The court did not impute any employment income to the wife due to her long and

mutually-agreed-upon absence from the workforce and her unsuccessful efforts to find

meaningful employment after the parties’ separation. However, it noted Melberg’s testimony

about the wife’s earning capacity as well as Wirwille’s testimony that she could reasonably

-3- expect to withdraw $65,000 annually from her assets. The court wrote that it had “two

problems” with Wirwille’s calculation:

First, at some point [the wife] will be dissipating her assets. If she lived long enough, she would run out of money. Second, the same is true for [the husband]. The division of marital assets is a wash. Forcing [the wife] to live off of her assets while [the husband’s] assets are allowed to accumulate does not seem equitable.

II. ANALYSIS

The husband asks this Court to reverse the portion of the divorce decree awarding spousal

support. He makes five separate challenges to the amount of the award of spousal support.

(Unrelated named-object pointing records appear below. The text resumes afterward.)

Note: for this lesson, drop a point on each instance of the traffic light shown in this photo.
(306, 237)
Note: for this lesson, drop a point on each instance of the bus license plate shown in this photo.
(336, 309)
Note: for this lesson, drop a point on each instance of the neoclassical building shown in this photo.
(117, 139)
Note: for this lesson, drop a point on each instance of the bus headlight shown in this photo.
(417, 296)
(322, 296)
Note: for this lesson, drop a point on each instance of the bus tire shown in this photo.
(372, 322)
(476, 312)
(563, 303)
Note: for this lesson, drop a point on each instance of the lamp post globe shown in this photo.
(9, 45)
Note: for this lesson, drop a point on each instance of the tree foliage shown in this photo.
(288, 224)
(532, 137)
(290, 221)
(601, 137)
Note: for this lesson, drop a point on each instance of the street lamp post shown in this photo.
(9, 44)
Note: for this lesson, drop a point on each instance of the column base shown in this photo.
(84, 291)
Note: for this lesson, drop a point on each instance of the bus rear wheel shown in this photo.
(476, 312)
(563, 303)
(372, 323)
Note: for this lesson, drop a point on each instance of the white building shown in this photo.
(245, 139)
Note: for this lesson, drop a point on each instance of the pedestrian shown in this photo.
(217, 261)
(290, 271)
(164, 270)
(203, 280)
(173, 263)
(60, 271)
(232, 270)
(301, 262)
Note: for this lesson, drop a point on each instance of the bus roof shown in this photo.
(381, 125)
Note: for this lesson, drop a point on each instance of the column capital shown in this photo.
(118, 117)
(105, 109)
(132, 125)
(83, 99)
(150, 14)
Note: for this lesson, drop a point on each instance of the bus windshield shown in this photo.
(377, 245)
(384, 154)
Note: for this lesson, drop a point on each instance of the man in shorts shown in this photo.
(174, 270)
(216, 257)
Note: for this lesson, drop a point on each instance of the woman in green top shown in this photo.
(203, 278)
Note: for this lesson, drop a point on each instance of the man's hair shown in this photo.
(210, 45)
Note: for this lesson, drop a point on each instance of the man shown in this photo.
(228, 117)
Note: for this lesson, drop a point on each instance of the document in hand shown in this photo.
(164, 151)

The

husband argues that the circuit court: (1) improperly did not consider the wife’s equitable

distribution assets; (2) erred by failing to impute income to the wife; (3) erroneously found that

he agreed that he could pay any amount of spousal support; (4) made an award that was

excessively high in light of the court’s findings regarding the wife’s expenses; and

(5) erroneously relied on Muth’s expert testimony about the wife’s tax obligations. The wife

disputes all of these allegations and asks for an award of attorney’s fees and costs associated with

this appeal.

A. Spousal Support

This Court reviews an award of spousal support for an abuse of discretion. Fox v. Fox,

61 Va. App. 185, 203, 734 S.E.2d 662, 671 (2012). Our standard for determining “error is a

showing that the court’s exercise of its broad discretion was ‘“plainly wrong or without evidence

to support it.”’” Robinson v. Robinson, 54 Va. App. 87, 92, 675 S.E.2d 873, 875 (2009)

(quoting Northcutt v. Northcutt, 39 Va. App. 192, 196, 571 S.E.2d 912, 914 (2002)).